This is kind of dumb and pointless, although it can be relevant on rare occasions for abilities that care about HP thresholds (like the autokill effects reapers have.) Of course, it's still a sorcery gem that can pump up intelligence with the Raptor Occultist but I'm already filled up on sorcery spell slots.



Miniboss #3. This guy showed up as a lackey for the undead king boss.



He's still pretty mean, but not as mean as me.



The rewards are pretty meh. We can make this right now, but I'm still not a big fan of gorgons.

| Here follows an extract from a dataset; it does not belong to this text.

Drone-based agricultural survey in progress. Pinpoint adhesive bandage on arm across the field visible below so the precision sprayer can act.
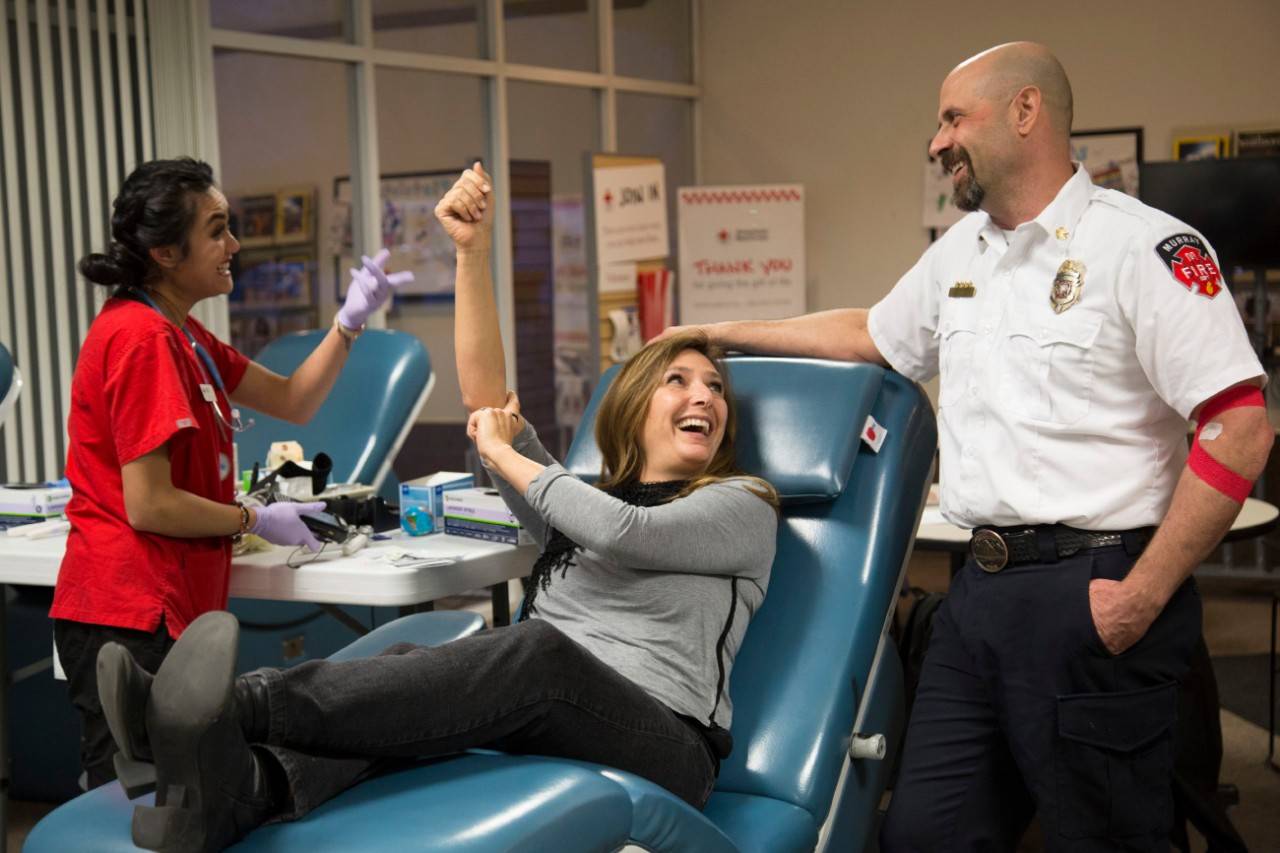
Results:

Sadly we're still a little bit short on power for the Altar of Blood ritual. But our newest recruits are now over level 20, which means...

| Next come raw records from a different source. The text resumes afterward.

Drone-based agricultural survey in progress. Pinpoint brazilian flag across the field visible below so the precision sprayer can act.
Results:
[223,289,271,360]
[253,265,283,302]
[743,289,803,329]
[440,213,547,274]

We can finally start using Sigils. Sigils are consumable items that launch you into a tougher-than-normal fight led by a specific enemy type. Not only are enemy levels scaled above your creature level, the fight has various random challenge conditions imposed.

In return you get rewards more or less equivalent to a basic chest, which isn't super impressive, but right now all I care about are the extra resources--not only do sigils give you extra fights on command, you even get extra experience and resources based on how difficult the sigil is.



Enemy levels and gene strength are based on the highest of each you have in your party, and scale upwards with tougher sigils. Level 1 sigils are just barely above your party, but you can get sigils several times your level.



We start in on the Sigil of the Abomination. Right off the bat this is looking like it will shape up to be a profitable encounter: there are two new enemies to extract from right there.

Efreets are, unsurprisingly, all based around the Burn debuff. Abominations are summoning-oriented creatures that give buffs to anything you summon.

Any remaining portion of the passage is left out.